Os guardas também notaram a porta sendo aberta e já se prepararam para saudar a Cavaleira, embora resmungassem baixinho. A porta abriu, e ambos pisaram firme no chão, batendo as lanças e descruzando-as para liberar a passagem. Um enorme montante cinzento brotou da abertura e o par de lanças caiu, assim como os braços de quem as segurava. Damon ergueu a cabeça e arregalou os olhos.

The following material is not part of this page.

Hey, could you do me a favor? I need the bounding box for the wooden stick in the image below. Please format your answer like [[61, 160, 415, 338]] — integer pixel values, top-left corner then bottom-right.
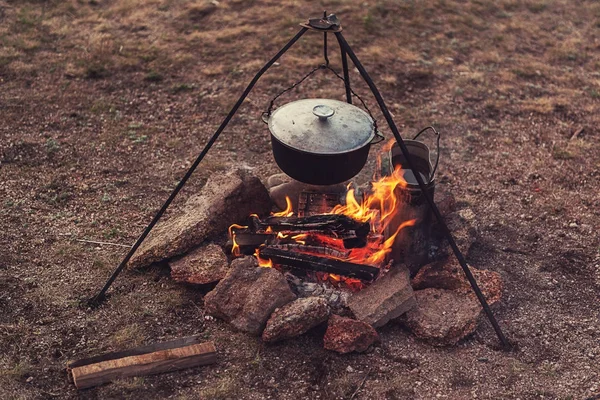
[[569, 127, 583, 140], [69, 337, 217, 389], [259, 246, 379, 281], [74, 239, 131, 248], [252, 214, 371, 239]]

— Vocês... — a expressão de surpresa se transformou em um sorriso sarcástico. — Admito, a lealdade dos dois vai além do que eu imaginava.

— Guarda sua ironia pra você, Mercenário. — Cravou a espada no peito do guarda mais próximo, rasgando-lhe os pulmões de forma brutal e impiedosa. Com o outro, foi um pouco mais limpa, decepando-lhe a cabeça com um único e bem aplicado corte. — Eu só tô fazendo isso pelo garoto.

O Azarado vinha logo atrás, com um sorriso discreto delineado em seus lábios.

— Não costumo deixar um amigo para trás.

Damon olhou-o nos olhos e franziu um pouco o cenho, tentando identificar alguma nota de falsidade nas palavras do parceiro. Não havia, e isso de certa forma incomodou o caçador. Puxou as mãos e os grilhões se abriram, caindo no chão de forma pesada e barulhenta. Já havia se livrado das correntes há horas, mas continuara com elas nos braços porque ainda não planejara exatamente como sair dali sem ter que eliminar todos os guardas do local com os punhos.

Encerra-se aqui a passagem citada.